VGGNet的提出,說明了通過提升網絡模型的深度,可以提高網絡的表達能力,從AlexNet的7層,到VGGNet的16或者19層,再到GoogLeNet的22層。可後來我們發現深度CNN網絡達到一定深度後再一味地增加層數並不能帶來進一步地分類性能提高,反而會招致網絡收斂變得更慢。如下圖:56層簡單堆疊的網絡模型在訓練和測試集上表現反而沒有20層的效果好。因爲非常非常深的神經網絡是很難訓練的,因爲存在梯度消失和梯度爆炸問題。

而ResNets(殘差網絡)的提出,則能更好的解決這個模型層數加深後帶來的精度下降的問題。ResNets中提出了跳躍連接(Skip connection),它可以從某一層網絡層獲取激活,然後迅速反饋給另外一層,甚至是神經網絡的更深層。我們可以利用跳躍連接構建能夠訓練深度網絡的ResNets,網絡深度可以達到152層。

 

二、ResNet50結構介紹

Resnet50裏面有兩種殘差塊結構,

第一種輸入輸出的模型大小保持一致。如下圖:

                        

                                                                   

並且先經過1*1的卷積進行降低維度,然後再與3*3的核的進行卷積,最後再經過1*1的卷積恢復恢復,方便與輸入連接。

第二種輸入輸出模型的大小不一致,用於下采樣,並且降低feature map通道數時。

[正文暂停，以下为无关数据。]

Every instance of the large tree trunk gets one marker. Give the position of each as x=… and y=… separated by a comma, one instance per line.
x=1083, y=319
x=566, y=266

具體結構如下圖:

                     

 

三、ResNet50具體實現

1.Pytorch實現

import torch
import torch.nn as nn
from torchvision.models import resnet50
from torchvision import transforms
from PIL import Image

Layers = [3, 4, 6, 3]

class Bottleneck(nn.Module):
    def __init__(self, in_channels, filters, stride=1, is_downsample = False):
        super(Bottleneck, self).__init__()
        filter1, filter2, filter3 = filters
        self.conv1 = nn.Conv2d(in_channels, filter1, kernel_size=1, stride=stride, bias=False)
        self.bn1 = nn.BatchNorm2d(filter1)
        self.conv2 = nn.Conv2d(filter1, filter2, kernel_size=3, stride=1, padding=1, bias=False)
        self.bn2 = nn.BatchNorm2d(filter2)
        self.conv3 = nn.Conv2d(filter2, filter3, kernel_size=1, stride=1, bias=False)
        self.bn3 = nn.BatchNorm2d(filter3)
        self.relu = nn.ReLU(inplace=True)
        self.is_downsample = is_downsample
        self.parameters()
        if is_downsample:
            self.downsample = nn.Sequential(nn.Conv2d(in_channels, filter3, kernel_size=1, stride=stride, bias=False),
                                            nn.BatchNorm2d(filter3))


    def forward(self, X):
        X_shortcut = X
        X = self.conv1(X)
        X = self.bn1(X)
        X = self.relu(X)

        X = self.conv2(X)
        X = self.bn2(X)
        X = self.relu(X)

        X = self.conv3(X)
        X = self.bn3(X)

        if self.is_downsample:
            X_shortcut = self.downsample(X_shortcut)

        X = X + X_shortcut
        X = self.relu(X)
        return X


class ResNetModel(nn.Module):

    def __init__(self):
        super(ResNetModel, self).__init__()
        self.conv1 = nn.Conv2d(3, 64, kernel_size=7, stride=2, padding=3, bias=False)
        self.bn1 = nn.BatchNorm2d(num_features=64)
        self.relu = nn.ReLU(inplace=True)
        self.maxpool = nn.MaxPool2d(kernel_size=3, stride=2, padding=1)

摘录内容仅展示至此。